Knowing which regulations apply is table stakes. The GRC Engineering value is in translating overlapping requirements into a unified control set. HIPAA wants audit logs. GDPR wants audit logs. PCI DSS wants audit logs. That doesn't mean three separate logging systems. It means one logging pipeline designed to satisfy all three, with documentation that maps each regulation's specific requirements to the implementation.

This is the work of Phases 2 through 8 of this bootcamp: building identity, infrastructure, data protection, and monitoring systems that satisfy multiple regulatory obligations simultaneously. But it starts here, with knowing what you owe.

Quick check

A B2B SaaS company in Austin, TX sells project management software. They have 300 employees, $40M in annual revenue, use Stripe for payments (card data never touches their servers), and just signed their first customer in Germany. Which regulations most likely apply?

PCI DSS and HIPAA

GDPR and CCPA/CPRA

PCI DSS, HIPAA, GDPR, and CCPA/CPRA

None -- frameworks like SOC 2 are voluntary, and these are all frameworks

Quick check

A startup builds a mobile app that lets patients share lab results with their doctors. They store lab data in a Supabase database. A developer adds a credit card form to accept in-app payments, posting card numbers to their own API before forwarding to a processor. What just changed?

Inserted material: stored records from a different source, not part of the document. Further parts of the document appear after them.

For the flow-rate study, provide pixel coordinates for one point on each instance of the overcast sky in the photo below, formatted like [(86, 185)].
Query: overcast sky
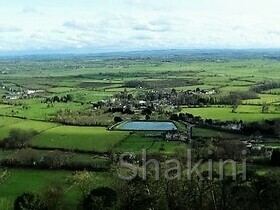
[(123, 25)]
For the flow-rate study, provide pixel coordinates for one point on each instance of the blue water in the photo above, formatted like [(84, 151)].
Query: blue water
[(147, 126)]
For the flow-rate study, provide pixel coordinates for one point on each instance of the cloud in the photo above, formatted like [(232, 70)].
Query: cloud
[(8, 29), (28, 9), (153, 26), (79, 25)]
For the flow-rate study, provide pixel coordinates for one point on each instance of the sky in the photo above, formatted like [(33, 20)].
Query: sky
[(127, 25)]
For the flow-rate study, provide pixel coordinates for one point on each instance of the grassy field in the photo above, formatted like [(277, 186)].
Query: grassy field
[(137, 142), (38, 180), (243, 112), (209, 133), (83, 138), (92, 79), (24, 125)]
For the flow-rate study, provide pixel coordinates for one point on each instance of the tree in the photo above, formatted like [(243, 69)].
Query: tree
[(28, 201), (265, 108), (136, 195), (18, 138), (52, 196), (275, 157), (117, 119), (83, 180), (100, 198)]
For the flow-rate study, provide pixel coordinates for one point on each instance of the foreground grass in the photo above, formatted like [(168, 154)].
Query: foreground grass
[(245, 112), (39, 180)]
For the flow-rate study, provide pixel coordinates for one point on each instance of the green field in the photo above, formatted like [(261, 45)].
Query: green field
[(82, 138), (93, 80), (37, 180), (244, 112)]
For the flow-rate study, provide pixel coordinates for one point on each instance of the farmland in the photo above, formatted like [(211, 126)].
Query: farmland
[(70, 103)]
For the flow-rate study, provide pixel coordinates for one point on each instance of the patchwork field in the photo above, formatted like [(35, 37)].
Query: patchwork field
[(244, 113), (82, 138)]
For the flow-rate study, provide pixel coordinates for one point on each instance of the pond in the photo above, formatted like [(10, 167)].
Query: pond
[(147, 126)]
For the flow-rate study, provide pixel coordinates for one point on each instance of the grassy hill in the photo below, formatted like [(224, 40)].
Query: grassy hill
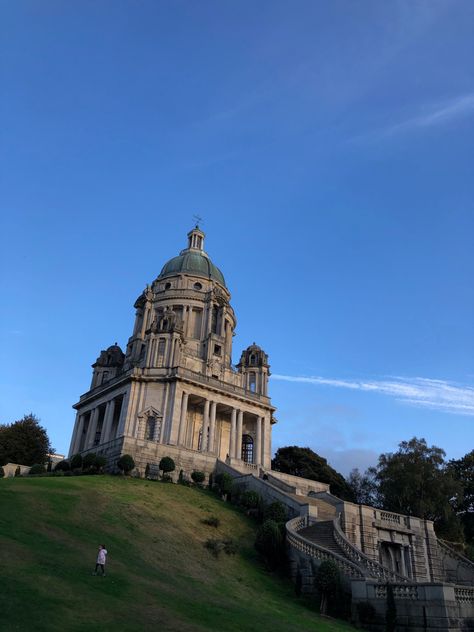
[(159, 574)]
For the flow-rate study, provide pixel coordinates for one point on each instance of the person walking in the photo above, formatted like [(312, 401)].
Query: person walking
[(101, 559)]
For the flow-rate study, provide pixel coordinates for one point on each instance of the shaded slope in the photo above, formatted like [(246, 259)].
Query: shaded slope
[(159, 574)]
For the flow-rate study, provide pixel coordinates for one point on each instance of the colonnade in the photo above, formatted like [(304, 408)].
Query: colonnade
[(208, 430)]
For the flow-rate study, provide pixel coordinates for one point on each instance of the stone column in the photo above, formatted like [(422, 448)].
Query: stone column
[(109, 415), (258, 442), (205, 425), (182, 419), (76, 437), (89, 442), (233, 432), (238, 442), (212, 427)]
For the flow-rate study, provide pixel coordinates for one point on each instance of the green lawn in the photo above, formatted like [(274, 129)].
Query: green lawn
[(159, 574)]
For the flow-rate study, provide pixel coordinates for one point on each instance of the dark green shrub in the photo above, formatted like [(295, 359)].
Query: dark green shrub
[(270, 542), (250, 499), (167, 465), (126, 463), (62, 466), (100, 462), (223, 483), (366, 612), (391, 611), (215, 546), (212, 521), (328, 583), (35, 469), (76, 462), (88, 461), (275, 511), (198, 477)]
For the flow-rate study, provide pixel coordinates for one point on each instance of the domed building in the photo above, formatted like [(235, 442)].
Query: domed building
[(174, 392)]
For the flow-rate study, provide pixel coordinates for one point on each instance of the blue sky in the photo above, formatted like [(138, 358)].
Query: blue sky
[(329, 149)]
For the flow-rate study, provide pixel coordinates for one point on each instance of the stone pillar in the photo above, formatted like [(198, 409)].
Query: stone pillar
[(258, 442), (76, 437), (233, 432), (183, 419), (205, 425), (89, 442), (109, 415), (238, 442), (212, 427)]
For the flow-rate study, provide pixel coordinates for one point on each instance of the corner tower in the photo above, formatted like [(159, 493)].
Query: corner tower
[(175, 390)]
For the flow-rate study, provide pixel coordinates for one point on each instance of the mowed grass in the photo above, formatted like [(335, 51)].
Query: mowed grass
[(159, 574)]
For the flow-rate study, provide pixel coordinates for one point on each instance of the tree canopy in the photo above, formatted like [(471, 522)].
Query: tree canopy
[(24, 441), (307, 464)]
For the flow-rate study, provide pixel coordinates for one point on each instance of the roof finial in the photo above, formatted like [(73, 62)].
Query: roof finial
[(198, 219)]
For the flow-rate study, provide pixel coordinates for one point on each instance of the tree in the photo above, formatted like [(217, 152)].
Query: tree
[(462, 471), (363, 486), (307, 464), (126, 463), (24, 441), (415, 481)]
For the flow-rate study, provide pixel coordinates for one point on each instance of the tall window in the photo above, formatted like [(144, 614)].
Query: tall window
[(247, 448), (252, 382)]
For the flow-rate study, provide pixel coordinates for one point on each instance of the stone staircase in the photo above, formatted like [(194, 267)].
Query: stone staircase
[(322, 533)]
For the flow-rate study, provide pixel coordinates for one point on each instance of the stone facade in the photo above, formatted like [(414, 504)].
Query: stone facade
[(175, 391)]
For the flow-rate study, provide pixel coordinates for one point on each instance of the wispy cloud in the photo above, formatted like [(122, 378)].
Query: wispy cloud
[(432, 116), (419, 391)]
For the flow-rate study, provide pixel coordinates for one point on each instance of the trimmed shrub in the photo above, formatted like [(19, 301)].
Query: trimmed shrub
[(212, 521), (100, 462), (62, 466), (34, 469), (223, 483), (270, 543), (328, 583), (126, 463), (366, 612), (167, 465), (275, 511), (76, 462), (88, 461), (250, 499), (198, 477)]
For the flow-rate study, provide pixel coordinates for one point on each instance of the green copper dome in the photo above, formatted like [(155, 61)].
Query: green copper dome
[(192, 262)]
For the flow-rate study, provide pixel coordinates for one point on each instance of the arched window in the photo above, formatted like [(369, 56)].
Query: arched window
[(247, 448), (150, 428)]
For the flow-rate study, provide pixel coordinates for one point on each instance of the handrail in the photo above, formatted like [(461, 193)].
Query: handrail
[(374, 569), (318, 552), (458, 556)]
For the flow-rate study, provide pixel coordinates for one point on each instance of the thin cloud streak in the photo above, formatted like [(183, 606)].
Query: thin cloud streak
[(419, 391)]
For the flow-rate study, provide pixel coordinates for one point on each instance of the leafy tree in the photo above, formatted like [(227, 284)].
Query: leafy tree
[(126, 463), (462, 470), (363, 486), (414, 481), (307, 464), (24, 441)]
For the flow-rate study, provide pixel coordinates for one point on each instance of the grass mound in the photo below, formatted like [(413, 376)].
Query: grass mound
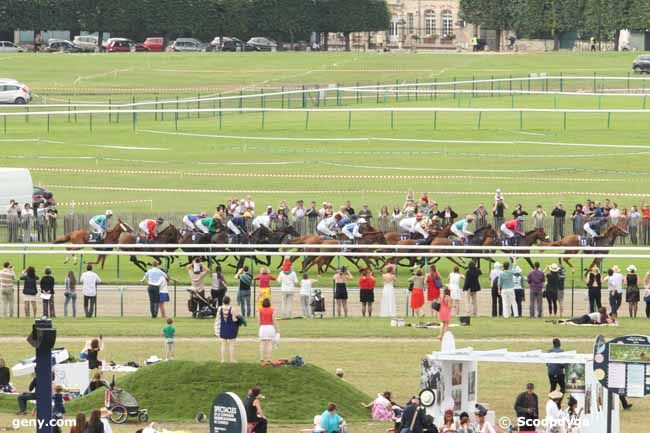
[(178, 390)]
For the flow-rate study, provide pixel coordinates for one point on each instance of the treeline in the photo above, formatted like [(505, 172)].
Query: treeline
[(283, 20), (549, 19)]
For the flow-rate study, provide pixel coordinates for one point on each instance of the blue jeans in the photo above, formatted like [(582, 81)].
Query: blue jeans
[(245, 303), (70, 298)]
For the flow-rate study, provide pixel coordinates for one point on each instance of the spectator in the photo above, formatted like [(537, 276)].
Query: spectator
[(30, 280), (341, 291), (520, 294), (559, 216), (506, 283), (632, 293), (552, 288), (244, 292), (417, 292), (388, 308), (5, 377), (453, 283), (268, 331), (89, 281), (24, 397), (47, 293), (434, 284), (633, 220), (536, 280), (330, 421), (471, 287), (288, 280), (527, 407), (219, 286), (446, 305), (7, 281), (367, 291), (614, 281), (556, 371), (155, 278), (413, 416), (305, 294), (497, 301), (169, 331), (538, 217), (594, 286), (578, 218), (70, 294), (226, 327)]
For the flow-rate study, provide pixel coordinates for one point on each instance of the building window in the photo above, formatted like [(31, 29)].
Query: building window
[(447, 23), (429, 23)]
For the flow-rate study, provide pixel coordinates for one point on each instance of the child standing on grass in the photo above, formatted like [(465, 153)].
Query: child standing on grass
[(305, 294), (168, 332)]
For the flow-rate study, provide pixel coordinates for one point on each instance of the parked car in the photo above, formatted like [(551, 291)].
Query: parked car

Nothing -- they were already subject to PCI DSS because they accept payments

They now need a BAA with Supabase

They went from minimal PCI scope (SAQ A) to full PCI DSS scope because cardholder data now flows through their servers

They need to complete a DPIA under GDPR

What comes next

The next exercise in this module tests your ability to identify which regulations apply to real-world company scenarios. After that, the compliance-frameworks module covers the voluntary standards that sit alongside these regulations: SOC 2, ISO 27001, NIST CSF, and CIS Controls. Understanding the difference between "legally required" (regulations) and "commercially required" (frameworks) is one of the first things that separates a competent GRC Engineer from someone reading a checklist.